A pochi giorni dall’omicidio di Giovanna Reggiani, venerdì scorso, quattro rumeni sono stati aggrediti selvaggiamente in un parcheggio della periferia di Roma. Bucarest si è vista costretta ad intervenire in difesa dei propri cittadini: il ministero degli Esteri rumeno ha chiesto a Roma di schierarsi apertamente contro la xenofobia. Oltre a condannare con fermezza l’aggressione ai danni dei cittadini romeni, dalla Romania è arrivato un appello alle istituzioni dello stato italiano perché prendano le misure necessarie affinché atti xenofobi di questo genere non si ripetano più, indagando "urgentemente", identificando e punendo i colpevoli dell’aggressione.

Dopo aver espresso la condanna per la tragedia di Giovanna Reggiani e aver mandato tre investigatori a Roma, il primo ministro Calin Popescu Tariceanu ha annunciato nuove misure perché “i delitti commessi da una sola persona non compromettono l’immagine della Romania e dei rumeni che lavorano onestamente in Italia”.
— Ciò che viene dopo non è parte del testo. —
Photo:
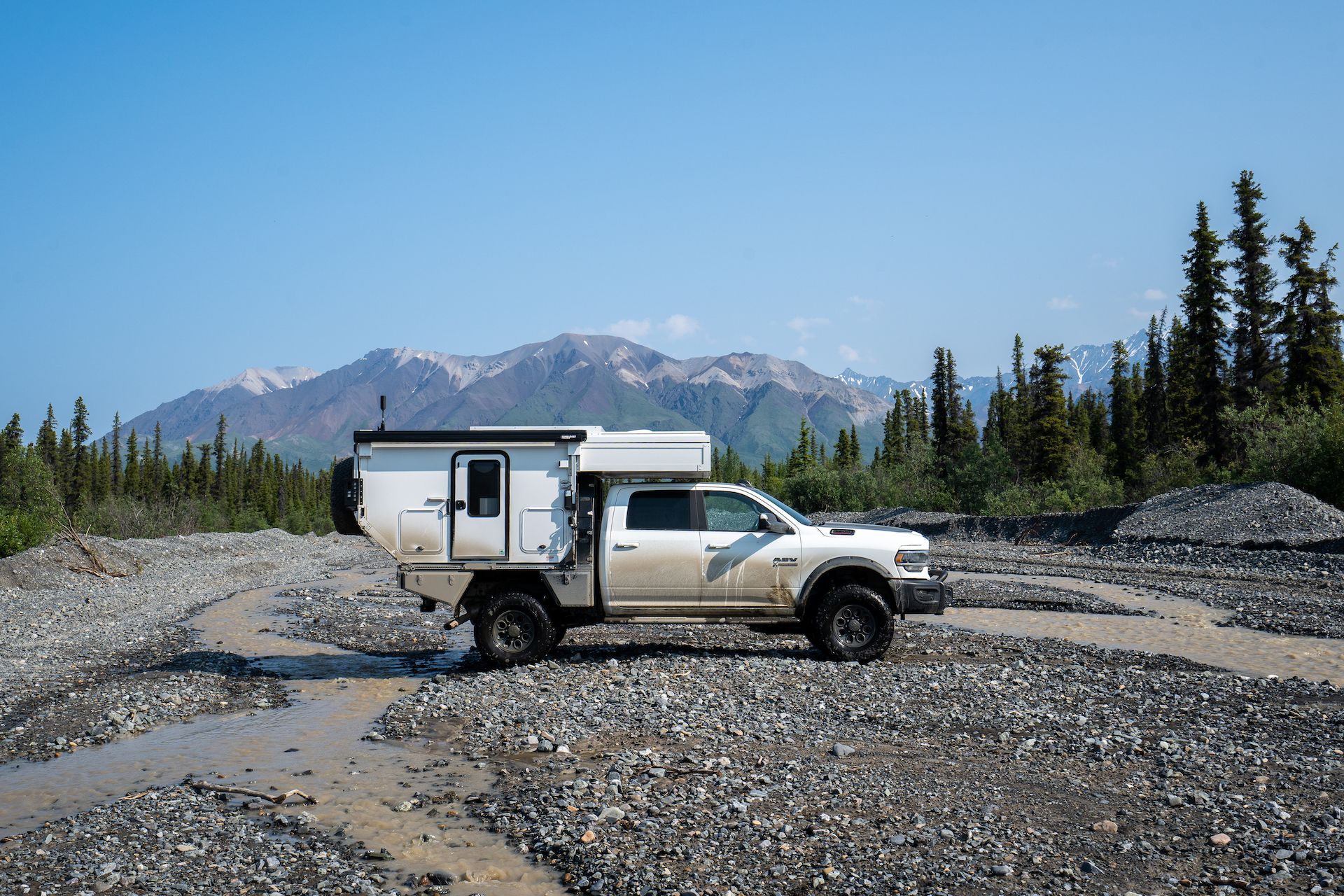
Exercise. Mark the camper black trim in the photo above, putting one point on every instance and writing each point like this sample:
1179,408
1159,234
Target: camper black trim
363,437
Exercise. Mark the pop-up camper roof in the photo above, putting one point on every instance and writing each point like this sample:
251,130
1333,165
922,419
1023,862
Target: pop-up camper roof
632,453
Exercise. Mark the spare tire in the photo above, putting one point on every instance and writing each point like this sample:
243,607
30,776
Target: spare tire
343,495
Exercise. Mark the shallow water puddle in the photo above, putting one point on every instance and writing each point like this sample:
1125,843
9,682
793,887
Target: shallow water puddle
1183,628
315,745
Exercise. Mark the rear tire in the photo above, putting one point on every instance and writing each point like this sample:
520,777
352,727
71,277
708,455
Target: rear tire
343,480
514,629
853,625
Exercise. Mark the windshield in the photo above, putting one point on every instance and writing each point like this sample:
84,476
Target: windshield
797,517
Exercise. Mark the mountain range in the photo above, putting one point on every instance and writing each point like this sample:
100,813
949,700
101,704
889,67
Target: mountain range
752,402
1088,367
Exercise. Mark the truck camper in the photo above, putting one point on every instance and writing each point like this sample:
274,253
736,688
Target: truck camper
530,531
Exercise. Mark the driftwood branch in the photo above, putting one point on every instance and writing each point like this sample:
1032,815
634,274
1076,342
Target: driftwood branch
246,792
97,566
678,771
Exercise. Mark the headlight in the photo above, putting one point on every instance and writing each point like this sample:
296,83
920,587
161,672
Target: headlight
913,561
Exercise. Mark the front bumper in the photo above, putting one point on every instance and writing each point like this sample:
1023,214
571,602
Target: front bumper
924,596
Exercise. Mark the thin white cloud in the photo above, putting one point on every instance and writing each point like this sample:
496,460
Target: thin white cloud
804,327
679,327
629,330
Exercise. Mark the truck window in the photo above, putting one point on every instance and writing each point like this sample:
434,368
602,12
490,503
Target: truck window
483,488
732,512
662,510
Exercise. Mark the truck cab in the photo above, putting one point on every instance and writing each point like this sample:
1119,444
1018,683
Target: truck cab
527,532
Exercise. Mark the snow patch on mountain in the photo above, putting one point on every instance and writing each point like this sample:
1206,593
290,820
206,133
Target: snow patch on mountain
260,381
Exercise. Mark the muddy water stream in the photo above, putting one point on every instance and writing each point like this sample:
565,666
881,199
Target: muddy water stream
315,745
1182,628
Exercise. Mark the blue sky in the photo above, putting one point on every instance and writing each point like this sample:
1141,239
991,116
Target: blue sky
190,190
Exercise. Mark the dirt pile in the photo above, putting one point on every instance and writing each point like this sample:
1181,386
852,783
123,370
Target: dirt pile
1256,514
1253,514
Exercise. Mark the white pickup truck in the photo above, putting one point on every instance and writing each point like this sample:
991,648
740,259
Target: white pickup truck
527,532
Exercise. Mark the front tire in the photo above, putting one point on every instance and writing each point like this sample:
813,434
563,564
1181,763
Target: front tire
853,625
514,629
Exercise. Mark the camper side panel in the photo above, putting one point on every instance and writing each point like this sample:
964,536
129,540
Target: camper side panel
413,492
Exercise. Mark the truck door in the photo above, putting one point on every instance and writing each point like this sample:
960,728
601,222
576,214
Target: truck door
651,554
480,516
745,567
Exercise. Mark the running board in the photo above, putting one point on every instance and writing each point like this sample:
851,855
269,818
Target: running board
706,621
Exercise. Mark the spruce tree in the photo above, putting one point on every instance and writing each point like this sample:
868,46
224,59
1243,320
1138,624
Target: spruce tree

Sono quasi 600.000 i rumeni che vivono regolarmente in Italia, la comunità straniera più numerosa del paese. “Ora si sentono minacciati e temono ritorsioni solo perché hanno lo stesso passaporto dell’assassino di Tor di Quinto” lamenta l’Associazione dei Rumeni in Italia. Sono cittadini onesti che lavorano nelle case degli italiani, prendendosi cura degli anziani, nei cantieri, costruiscono palazzi o strade. Ora subiscono accuse generalizzate per i delitti commessi da alcuni dei loro connazionali. Le associazioni dei rumeni in Italia garantiscono inoltre la loro disponibilità a collaborare con le autorità italiane per individuare i cittadini che delinquono. Perché non è giusto,dicono,che si faccia di tutta l’erba un fascio.

Se è vero che esiste una fascia di emigranti che si sposta avendo già l’intenzione di commettere reati, molti sono spinti a farlo dalle difficili situazioni con cui si scontrano. In entrambi i casi, l’emigrazione parte spesso dai villaggi poveri o dalle periferie delle grandi città, dove la mancanza di lavoro preclude l’integrazione sociale.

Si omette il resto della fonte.